I’m a Celebrity will be a nice little earner for Kezia Dugdale. But that’s it | Anne Perkins

Kezia Dugdale
‘Kezia Dugdale cannot be surprised to discover that there is simply no interpretation of her decision that excludes her desire to a) earn a quick buck and b) feature in tabloid headlines.’ Photograph: James Gourley/REX/Shutterstock

Kezia Dugdale, the former leader of Scottish Labour, has jetted off to the Australian bush to join Ant and Dec and the cast of 12 in this year’s I’m a Celebrity. It would be fair to say her decision has split the entire country, and particularly Scottish Labour. Dugdale’s announcement came on the eve of the naming of the party’s new leader, Richard Leonard. The Dugdale affair overshadowed his first meeting with MSPs this afternoon where it was accepted she should not after all be suspended from the party, thereby agreeing with a call Jeremy Corbyn had already made.

The political row since the news broke on Friday has followed a familiar path – a bilious piece in the Scottish Daily Mail which is now mysteriously hard to access, a well-targeted tease from Nicola Sturgeon, tweeting her support for #teamkez, and a general atmosphere of outrage over an MSP taking well-paid time out from her day job. Dugdale was reportedly told by the party not to go, but went anyway, joining a roll of parliamentarians from Nadine Dorries to Penny Mordaunt who have tried reality TV as a career accelerant, with, it is only fair to say, mixed results.

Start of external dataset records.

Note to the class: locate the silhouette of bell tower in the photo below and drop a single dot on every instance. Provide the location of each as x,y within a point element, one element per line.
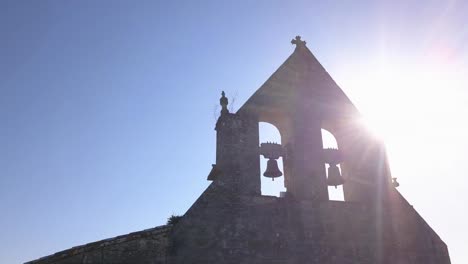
<point>301,99</point>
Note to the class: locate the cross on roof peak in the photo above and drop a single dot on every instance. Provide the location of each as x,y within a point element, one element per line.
<point>298,42</point>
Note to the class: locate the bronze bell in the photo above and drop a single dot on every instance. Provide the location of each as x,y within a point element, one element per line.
<point>334,176</point>
<point>272,170</point>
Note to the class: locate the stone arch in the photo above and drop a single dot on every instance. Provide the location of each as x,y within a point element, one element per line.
<point>330,141</point>
<point>268,132</point>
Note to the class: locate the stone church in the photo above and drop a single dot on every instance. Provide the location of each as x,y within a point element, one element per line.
<point>232,222</point>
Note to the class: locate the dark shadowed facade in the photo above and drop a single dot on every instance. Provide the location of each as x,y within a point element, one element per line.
<point>232,222</point>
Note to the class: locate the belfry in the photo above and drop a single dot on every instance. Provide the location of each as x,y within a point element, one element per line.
<point>232,222</point>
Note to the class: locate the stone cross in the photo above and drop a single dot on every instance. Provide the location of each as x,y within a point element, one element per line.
<point>298,42</point>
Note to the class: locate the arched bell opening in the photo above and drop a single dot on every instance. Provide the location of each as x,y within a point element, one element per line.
<point>271,160</point>
<point>333,169</point>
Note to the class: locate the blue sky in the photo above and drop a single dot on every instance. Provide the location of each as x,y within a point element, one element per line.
<point>107,108</point>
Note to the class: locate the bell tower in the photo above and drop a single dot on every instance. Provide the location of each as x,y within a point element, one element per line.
<point>232,222</point>
<point>301,99</point>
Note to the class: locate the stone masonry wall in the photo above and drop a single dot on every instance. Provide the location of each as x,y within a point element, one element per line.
<point>144,247</point>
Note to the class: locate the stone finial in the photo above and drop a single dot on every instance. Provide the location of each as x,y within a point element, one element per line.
<point>223,101</point>
<point>298,42</point>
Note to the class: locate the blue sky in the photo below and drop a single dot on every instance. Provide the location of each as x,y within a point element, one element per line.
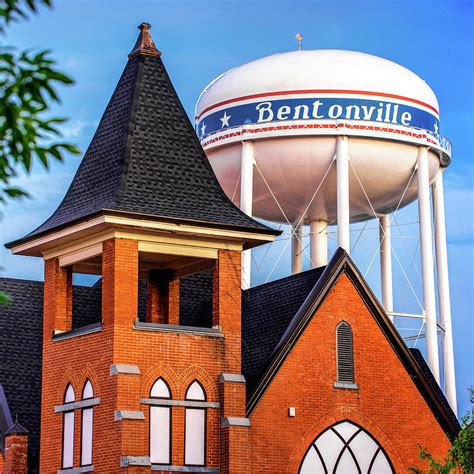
<point>201,39</point>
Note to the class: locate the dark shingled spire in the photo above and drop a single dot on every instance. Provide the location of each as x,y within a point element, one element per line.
<point>145,158</point>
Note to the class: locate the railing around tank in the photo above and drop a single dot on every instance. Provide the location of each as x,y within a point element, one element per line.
<point>336,126</point>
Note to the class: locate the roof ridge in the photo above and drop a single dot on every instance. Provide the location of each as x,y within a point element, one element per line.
<point>131,128</point>
<point>280,280</point>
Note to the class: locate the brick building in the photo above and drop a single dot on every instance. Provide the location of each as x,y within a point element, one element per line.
<point>165,364</point>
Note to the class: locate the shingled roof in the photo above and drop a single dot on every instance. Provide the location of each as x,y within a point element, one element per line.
<point>145,158</point>
<point>272,315</point>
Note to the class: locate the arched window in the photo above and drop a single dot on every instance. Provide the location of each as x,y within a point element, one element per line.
<point>345,447</point>
<point>345,356</point>
<point>68,429</point>
<point>160,425</point>
<point>195,427</point>
<point>87,426</point>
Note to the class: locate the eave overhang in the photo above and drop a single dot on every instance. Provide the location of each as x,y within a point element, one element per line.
<point>37,244</point>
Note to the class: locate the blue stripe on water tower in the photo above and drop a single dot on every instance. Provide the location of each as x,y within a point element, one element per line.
<point>318,108</point>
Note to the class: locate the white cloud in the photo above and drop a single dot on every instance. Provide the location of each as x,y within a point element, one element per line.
<point>75,128</point>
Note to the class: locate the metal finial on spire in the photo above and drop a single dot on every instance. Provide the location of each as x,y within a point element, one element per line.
<point>144,44</point>
<point>299,38</point>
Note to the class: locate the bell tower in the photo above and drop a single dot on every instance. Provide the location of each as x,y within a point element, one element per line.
<point>135,381</point>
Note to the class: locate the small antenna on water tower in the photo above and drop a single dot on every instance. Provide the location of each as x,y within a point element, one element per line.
<point>299,38</point>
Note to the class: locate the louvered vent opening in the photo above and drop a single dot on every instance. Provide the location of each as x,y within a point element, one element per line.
<point>345,360</point>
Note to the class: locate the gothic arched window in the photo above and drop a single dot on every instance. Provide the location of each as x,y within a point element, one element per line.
<point>68,429</point>
<point>345,447</point>
<point>160,425</point>
<point>87,426</point>
<point>195,427</point>
<point>345,356</point>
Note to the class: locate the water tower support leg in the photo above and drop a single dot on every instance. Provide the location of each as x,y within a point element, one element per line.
<point>386,263</point>
<point>318,243</point>
<point>296,250</point>
<point>342,185</point>
<point>246,198</point>
<point>427,263</point>
<point>443,291</point>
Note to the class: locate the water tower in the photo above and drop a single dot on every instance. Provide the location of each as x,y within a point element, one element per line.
<point>332,137</point>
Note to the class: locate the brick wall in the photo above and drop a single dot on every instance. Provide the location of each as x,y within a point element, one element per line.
<point>177,357</point>
<point>387,403</point>
<point>16,454</point>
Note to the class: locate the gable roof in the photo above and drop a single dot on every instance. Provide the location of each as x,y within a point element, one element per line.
<point>273,316</point>
<point>420,374</point>
<point>145,159</point>
<point>267,310</point>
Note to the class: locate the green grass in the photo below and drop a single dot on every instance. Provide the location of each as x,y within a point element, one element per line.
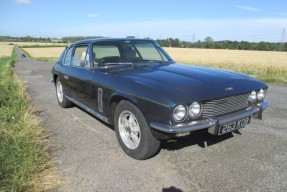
<point>24,159</point>
<point>53,59</point>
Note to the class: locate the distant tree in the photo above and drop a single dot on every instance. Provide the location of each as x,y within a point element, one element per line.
<point>208,39</point>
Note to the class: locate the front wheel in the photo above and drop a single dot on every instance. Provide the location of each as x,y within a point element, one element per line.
<point>133,133</point>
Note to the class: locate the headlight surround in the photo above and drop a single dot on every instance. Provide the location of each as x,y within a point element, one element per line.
<point>179,113</point>
<point>253,96</point>
<point>261,95</point>
<point>194,109</point>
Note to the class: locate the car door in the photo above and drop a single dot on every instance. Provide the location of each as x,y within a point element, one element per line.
<point>78,74</point>
<point>64,70</point>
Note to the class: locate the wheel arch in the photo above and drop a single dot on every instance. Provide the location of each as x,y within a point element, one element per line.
<point>115,99</point>
<point>55,76</point>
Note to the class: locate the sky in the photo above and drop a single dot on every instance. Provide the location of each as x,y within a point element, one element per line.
<point>190,20</point>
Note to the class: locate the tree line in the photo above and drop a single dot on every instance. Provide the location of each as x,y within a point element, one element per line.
<point>208,43</point>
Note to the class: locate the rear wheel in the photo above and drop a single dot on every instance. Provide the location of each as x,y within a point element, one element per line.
<point>133,133</point>
<point>62,100</point>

Dugdale herself has not yet landed in the jungle, where the other contestants – not including many household names – are already breakfasting on bugs, weeping silently on camera etc etc. My money is on Stanley Johnson, father of Boris, who at some point will reveal that at his prep school funnel-web spiders were a delicacy and the washing facilities in the bush are a definite improvement.

Everyone who goes on a show like I’m a Celebrity takes a particular risk that is now so familiar from repeated experience it can only trigger a cacophany of mental warning klaxons, however limited a contestant’s perception of their place in the world. Dugdale cannot be surprised to discover that there is simply no interpretation of her decision that excludes her desire to a) earn a quick buck and b) feature in tabloid headlines. The lingering impression that Scottish Labour is a nest of vipers from which eight minutes in the panic pit with 40 pythons is a welcome break could reasonably described as unhelpful.

The interesting question is whether she can get something other than the pay cheque out of the exposure. Some of her political predecessors – Nadine Dorries Robert Kilroy-Silk and perhaps, sadly, least forgettably, George Galloway – merely confirmed pre-existing prejudices relating to narcissism, connectedness with the real world and unsuitability for public life, weaknesses that were swiftly identified by the voting public.

But Ed Balls managed to use Strictly Come Dancing to pull off a striking rehabilitation from a political career that had ended in ignominy when he lost his seat in 2015. On the other hand, Balls is not a man to be held back, least of all by self-doubt, and like Michael Portillo 20 years ago, he pivoted from defeat to recovery with a generous and elegant concession speech.

Ed Balls in Strictly Come Dancing
Ed Balls managed to use Strictly Come Dancing to pull off a striking political rehabilitation. Photograph: Dave J Hogan/Getty Images

Strictly worked for Balls because he took it seriously but kept it in proportion. This is a handy life skill for anyone, but it is invaluable for politicians. But it also worked because it makes proper, recognisable and learnable demands of the contestants. No one can take the intentional nastiness of I’m a Celebrity, which reflects some of the deliberate humiliation that is at the heart of bullying, and make something better of it. The most contestants can hope for is to cling stoically to dignity and thus reveal a more admirable side of their character than the bit they exposed by agreeing to take part in the first place.

Strictly, on the other hand, teams the amateur with the professional and challenges them to aspire to the professional’s expertise. That requires a freakish combination of steeliness of purpose (trying to reach stratospheric skill levels) with an apparent lack of inhibition and even a streak of self-parody.

What to make, then of Mordaunt, the new international development secretary who fought her way out of political invisibility three years ago to take part in Splash!, a diving contest on ITV. Anyone reckless enough to try a back dive from a high board at any time, let alone on television, should probably be banned from any position of responsibility for ever.

Unusually, while name recognition in politics is usually the result of some epic political cock-up, Mordaunt’s advantage was that no one knew who she was when she started. Now she is in the cabinet there are an unusual number of pictures of her in a swimsuit, which in some quarters is preferable to knowing anything more of her politics except that she is a Brexiter.

Fighting back the thought that reality TV contests could catch on as an alternative to primaries or any other system of trying to assess parliamentary candidates, I can only say it might be wise to see how Mordaunt works out in her new job before advocating TV contests involving extreme hazard as anything other than a nice little earner.